RIDOT Director Peter Alviti filed a motion Aug. 24 to dismiss the lawsuit. The motion, filed in the U.S. District Court of Rhode Island, states that the plaintiffs are asking the court “to do something that is not only extraordinary but something that it lacks subject matter jurisdiction to do.”

The truck tolls are a component of Gov. Gina Raimondo’s RhodeWorks program to finance infrastructure projects. According to RIDOT, the completed 13-point tolling system will bring in $45 million annually, some $4 million of which will go toward operation and maintenance costs. The remaining $41 million will be used for bridge rehabilitation projects. About 22% of the 1,162 bridges in the state are structurally deficient, according to RIDOT.

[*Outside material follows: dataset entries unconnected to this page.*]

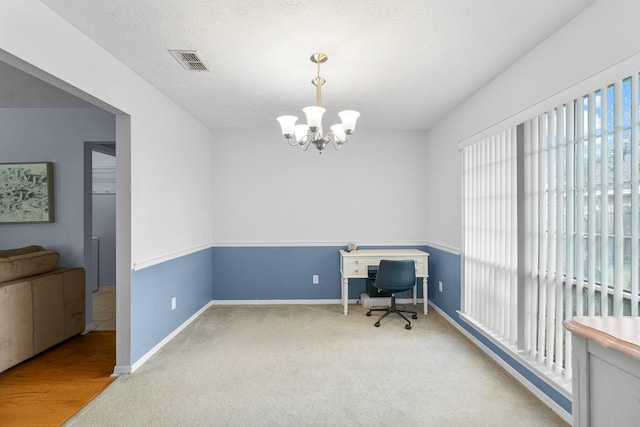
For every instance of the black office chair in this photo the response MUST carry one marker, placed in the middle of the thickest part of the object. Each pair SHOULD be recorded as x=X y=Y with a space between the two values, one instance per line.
x=394 y=277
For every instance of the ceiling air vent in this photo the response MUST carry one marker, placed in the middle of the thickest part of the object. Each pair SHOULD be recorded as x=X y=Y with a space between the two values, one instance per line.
x=190 y=60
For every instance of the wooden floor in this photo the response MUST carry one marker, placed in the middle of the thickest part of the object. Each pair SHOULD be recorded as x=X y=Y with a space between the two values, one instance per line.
x=51 y=387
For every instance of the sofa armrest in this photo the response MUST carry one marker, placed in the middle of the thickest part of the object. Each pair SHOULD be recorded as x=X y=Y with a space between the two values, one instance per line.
x=26 y=265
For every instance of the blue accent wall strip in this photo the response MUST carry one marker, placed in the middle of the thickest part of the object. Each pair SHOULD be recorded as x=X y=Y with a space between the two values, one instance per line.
x=281 y=273
x=187 y=278
x=445 y=267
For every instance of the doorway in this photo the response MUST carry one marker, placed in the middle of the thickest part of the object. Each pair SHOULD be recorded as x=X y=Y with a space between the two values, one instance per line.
x=101 y=276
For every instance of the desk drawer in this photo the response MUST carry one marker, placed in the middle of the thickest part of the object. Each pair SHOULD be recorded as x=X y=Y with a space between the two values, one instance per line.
x=357 y=267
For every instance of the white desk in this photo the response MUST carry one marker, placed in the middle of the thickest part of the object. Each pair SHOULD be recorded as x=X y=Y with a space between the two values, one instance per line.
x=355 y=265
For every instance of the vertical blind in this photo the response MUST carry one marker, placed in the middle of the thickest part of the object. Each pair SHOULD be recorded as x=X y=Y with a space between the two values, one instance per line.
x=580 y=202
x=490 y=234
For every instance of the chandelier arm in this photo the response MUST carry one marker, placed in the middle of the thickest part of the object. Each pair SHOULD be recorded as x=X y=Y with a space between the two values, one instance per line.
x=305 y=146
x=335 y=141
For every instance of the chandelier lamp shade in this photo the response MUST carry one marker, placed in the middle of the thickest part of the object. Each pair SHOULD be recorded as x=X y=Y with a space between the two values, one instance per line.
x=305 y=135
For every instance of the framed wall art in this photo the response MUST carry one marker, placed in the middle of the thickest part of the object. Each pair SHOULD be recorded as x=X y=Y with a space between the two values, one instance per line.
x=26 y=192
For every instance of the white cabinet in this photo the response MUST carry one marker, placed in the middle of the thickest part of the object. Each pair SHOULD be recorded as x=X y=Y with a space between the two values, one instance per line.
x=606 y=371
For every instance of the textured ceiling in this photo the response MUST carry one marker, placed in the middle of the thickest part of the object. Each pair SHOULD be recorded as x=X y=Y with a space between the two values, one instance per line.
x=402 y=63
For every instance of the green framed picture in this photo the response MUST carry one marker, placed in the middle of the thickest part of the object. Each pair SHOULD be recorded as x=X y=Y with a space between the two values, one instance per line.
x=26 y=192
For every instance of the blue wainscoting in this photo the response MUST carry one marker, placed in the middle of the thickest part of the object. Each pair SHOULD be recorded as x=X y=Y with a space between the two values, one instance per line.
x=281 y=273
x=187 y=278
x=446 y=267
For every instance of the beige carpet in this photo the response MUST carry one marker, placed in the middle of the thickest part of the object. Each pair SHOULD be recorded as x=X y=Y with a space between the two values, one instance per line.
x=312 y=366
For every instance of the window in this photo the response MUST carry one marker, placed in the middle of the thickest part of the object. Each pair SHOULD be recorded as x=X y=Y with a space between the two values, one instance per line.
x=551 y=215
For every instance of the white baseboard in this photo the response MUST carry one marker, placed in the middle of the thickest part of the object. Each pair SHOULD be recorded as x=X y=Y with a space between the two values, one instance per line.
x=120 y=369
x=522 y=380
x=88 y=328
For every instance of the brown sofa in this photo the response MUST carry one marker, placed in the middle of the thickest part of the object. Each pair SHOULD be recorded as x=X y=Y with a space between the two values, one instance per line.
x=40 y=306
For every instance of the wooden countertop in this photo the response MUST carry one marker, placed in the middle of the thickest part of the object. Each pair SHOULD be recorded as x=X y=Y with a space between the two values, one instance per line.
x=617 y=333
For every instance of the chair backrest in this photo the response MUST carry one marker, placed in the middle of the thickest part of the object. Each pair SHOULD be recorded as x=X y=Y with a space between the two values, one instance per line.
x=395 y=275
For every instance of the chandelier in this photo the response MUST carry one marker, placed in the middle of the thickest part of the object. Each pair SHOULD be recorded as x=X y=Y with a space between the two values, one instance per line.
x=311 y=133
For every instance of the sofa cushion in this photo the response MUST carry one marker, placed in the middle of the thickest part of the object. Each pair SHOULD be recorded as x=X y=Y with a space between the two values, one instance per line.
x=20 y=251
x=26 y=265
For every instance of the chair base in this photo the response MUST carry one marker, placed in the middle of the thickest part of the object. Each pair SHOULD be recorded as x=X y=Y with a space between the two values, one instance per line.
x=394 y=309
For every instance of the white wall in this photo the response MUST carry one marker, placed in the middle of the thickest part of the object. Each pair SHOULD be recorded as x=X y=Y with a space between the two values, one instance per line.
x=575 y=57
x=163 y=153
x=57 y=136
x=170 y=151
x=371 y=191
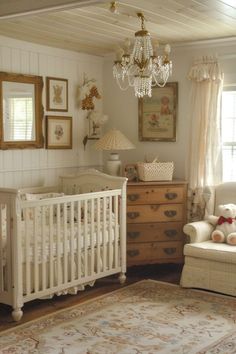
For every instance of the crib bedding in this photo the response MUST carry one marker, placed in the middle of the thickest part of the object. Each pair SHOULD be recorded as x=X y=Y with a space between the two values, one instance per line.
x=103 y=233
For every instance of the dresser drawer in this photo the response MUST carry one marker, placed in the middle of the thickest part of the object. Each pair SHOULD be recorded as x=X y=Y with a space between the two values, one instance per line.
x=155 y=232
x=154 y=213
x=154 y=195
x=158 y=252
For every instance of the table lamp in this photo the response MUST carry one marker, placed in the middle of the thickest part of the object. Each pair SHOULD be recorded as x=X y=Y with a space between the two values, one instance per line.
x=114 y=140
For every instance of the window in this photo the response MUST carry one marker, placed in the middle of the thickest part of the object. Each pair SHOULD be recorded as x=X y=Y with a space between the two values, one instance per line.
x=228 y=133
x=18 y=103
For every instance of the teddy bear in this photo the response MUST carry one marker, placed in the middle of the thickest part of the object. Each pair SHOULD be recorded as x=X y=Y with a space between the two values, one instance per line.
x=225 y=224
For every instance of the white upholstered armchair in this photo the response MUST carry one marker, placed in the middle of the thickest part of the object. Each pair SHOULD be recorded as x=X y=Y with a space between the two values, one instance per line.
x=210 y=265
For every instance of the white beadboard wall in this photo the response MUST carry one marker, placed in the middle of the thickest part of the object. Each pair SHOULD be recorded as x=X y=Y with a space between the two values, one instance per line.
x=33 y=167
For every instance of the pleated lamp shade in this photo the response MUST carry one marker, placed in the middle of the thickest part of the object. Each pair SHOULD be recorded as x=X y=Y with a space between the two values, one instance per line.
x=114 y=140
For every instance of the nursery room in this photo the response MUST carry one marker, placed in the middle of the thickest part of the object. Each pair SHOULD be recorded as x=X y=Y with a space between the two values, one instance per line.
x=118 y=176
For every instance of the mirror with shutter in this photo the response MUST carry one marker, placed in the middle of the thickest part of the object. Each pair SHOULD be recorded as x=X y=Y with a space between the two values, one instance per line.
x=21 y=111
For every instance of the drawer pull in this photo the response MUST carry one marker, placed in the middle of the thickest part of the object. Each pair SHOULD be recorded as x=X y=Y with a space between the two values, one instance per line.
x=133 y=253
x=171 y=196
x=169 y=251
x=155 y=207
x=133 y=215
x=133 y=235
x=170 y=233
x=133 y=197
x=170 y=213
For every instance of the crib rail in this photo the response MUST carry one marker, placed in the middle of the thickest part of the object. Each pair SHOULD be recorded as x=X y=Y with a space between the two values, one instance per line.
x=69 y=241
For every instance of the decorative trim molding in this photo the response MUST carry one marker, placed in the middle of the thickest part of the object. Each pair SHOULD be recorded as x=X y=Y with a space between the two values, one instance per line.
x=26 y=8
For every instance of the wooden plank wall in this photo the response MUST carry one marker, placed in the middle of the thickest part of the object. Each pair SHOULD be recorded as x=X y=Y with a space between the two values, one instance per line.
x=32 y=167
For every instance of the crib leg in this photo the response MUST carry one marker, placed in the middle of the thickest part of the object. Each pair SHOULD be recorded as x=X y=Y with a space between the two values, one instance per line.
x=17 y=313
x=122 y=278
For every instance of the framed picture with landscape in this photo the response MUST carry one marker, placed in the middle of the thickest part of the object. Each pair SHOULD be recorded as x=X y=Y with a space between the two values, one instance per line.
x=158 y=114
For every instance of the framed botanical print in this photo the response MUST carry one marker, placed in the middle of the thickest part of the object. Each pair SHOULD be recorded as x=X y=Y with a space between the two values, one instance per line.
x=57 y=94
x=130 y=171
x=158 y=114
x=58 y=132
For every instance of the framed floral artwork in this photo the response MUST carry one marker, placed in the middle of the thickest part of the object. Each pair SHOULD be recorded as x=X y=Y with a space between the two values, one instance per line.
x=58 y=132
x=57 y=94
x=130 y=171
x=158 y=114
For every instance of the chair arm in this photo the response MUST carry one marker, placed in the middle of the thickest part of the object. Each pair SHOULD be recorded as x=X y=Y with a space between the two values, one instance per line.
x=198 y=231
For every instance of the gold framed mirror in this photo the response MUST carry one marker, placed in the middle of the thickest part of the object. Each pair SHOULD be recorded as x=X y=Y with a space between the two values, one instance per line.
x=21 y=111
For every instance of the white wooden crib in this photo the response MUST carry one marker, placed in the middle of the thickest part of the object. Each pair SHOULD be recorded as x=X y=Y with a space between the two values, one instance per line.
x=55 y=243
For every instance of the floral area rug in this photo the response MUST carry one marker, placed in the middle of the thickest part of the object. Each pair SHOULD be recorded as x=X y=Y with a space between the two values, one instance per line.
x=147 y=317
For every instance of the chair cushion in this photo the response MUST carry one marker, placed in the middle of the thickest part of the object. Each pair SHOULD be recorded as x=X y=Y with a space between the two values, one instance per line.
x=220 y=252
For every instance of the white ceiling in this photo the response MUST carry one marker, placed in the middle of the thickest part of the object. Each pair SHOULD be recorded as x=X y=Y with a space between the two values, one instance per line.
x=96 y=30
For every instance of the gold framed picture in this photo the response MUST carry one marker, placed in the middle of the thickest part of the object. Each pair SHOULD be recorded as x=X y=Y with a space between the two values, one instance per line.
x=158 y=114
x=58 y=132
x=56 y=94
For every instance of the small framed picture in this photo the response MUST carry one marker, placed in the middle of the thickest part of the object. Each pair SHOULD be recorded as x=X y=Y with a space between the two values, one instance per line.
x=57 y=94
x=130 y=171
x=58 y=132
x=158 y=114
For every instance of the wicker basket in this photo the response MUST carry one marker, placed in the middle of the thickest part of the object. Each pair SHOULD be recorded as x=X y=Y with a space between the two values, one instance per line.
x=155 y=171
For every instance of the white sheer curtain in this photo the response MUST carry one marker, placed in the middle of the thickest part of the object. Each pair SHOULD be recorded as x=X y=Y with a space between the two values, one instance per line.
x=205 y=147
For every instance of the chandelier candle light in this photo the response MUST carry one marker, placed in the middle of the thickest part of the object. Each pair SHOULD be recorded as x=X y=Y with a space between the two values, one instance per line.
x=143 y=68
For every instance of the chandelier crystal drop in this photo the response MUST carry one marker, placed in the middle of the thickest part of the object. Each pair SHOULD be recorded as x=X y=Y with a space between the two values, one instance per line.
x=143 y=68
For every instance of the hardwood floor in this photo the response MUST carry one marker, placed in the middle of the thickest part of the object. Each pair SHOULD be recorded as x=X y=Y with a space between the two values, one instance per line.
x=34 y=309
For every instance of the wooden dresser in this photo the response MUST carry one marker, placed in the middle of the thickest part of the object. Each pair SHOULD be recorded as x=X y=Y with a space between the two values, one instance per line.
x=156 y=213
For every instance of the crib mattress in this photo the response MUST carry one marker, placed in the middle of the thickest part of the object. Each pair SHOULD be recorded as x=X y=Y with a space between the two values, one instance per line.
x=44 y=242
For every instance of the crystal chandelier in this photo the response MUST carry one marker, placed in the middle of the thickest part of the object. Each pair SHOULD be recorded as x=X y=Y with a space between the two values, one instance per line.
x=143 y=68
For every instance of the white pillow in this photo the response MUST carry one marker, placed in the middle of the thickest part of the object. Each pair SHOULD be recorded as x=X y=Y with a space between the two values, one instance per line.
x=39 y=196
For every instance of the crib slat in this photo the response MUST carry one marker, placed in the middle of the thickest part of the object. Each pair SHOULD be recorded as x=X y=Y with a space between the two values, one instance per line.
x=79 y=240
x=44 y=251
x=110 y=235
x=98 y=236
x=35 y=240
x=2 y=224
x=92 y=238
x=58 y=218
x=65 y=239
x=85 y=238
x=27 y=252
x=104 y=233
x=116 y=231
x=72 y=272
x=51 y=270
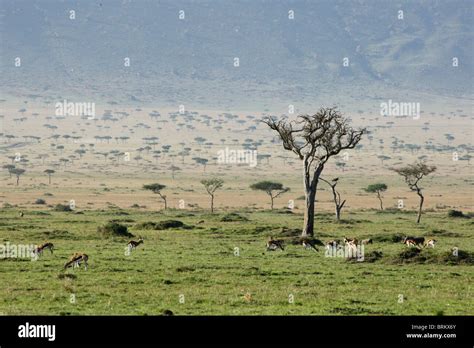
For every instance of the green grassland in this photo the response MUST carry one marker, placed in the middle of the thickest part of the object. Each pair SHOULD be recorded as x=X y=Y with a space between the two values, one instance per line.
x=198 y=270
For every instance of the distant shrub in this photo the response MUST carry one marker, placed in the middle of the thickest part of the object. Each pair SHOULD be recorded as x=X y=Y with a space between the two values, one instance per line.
x=230 y=217
x=161 y=225
x=114 y=229
x=456 y=213
x=62 y=207
x=414 y=255
x=387 y=238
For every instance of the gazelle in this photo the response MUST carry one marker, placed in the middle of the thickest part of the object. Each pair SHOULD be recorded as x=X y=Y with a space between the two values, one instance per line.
x=308 y=244
x=274 y=244
x=132 y=244
x=351 y=244
x=76 y=259
x=332 y=244
x=39 y=249
x=414 y=241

Raimondo, a Democrat, was re-elected to gubernatorial office with 52% of the vote Nov. 6.

Rhode Island Trucking Association President Chris Maxwell said the trucking industry will continue to press against the truck-tolling system in 2019.

“Once again, Rhode Island is boldly advancing its truck-tolling network while, at the very same time, a very compelling argument against its constitutionality awaits a federal court decision,” Maxwell said. “They can continue to build gantries and to pound their chest about the financial successes of the program which, to date, includes almost $4 million collected in tolls thus far. In the end, their actions and their narrative have no bearing on the outcome of this case, but presume to speak above the courts.”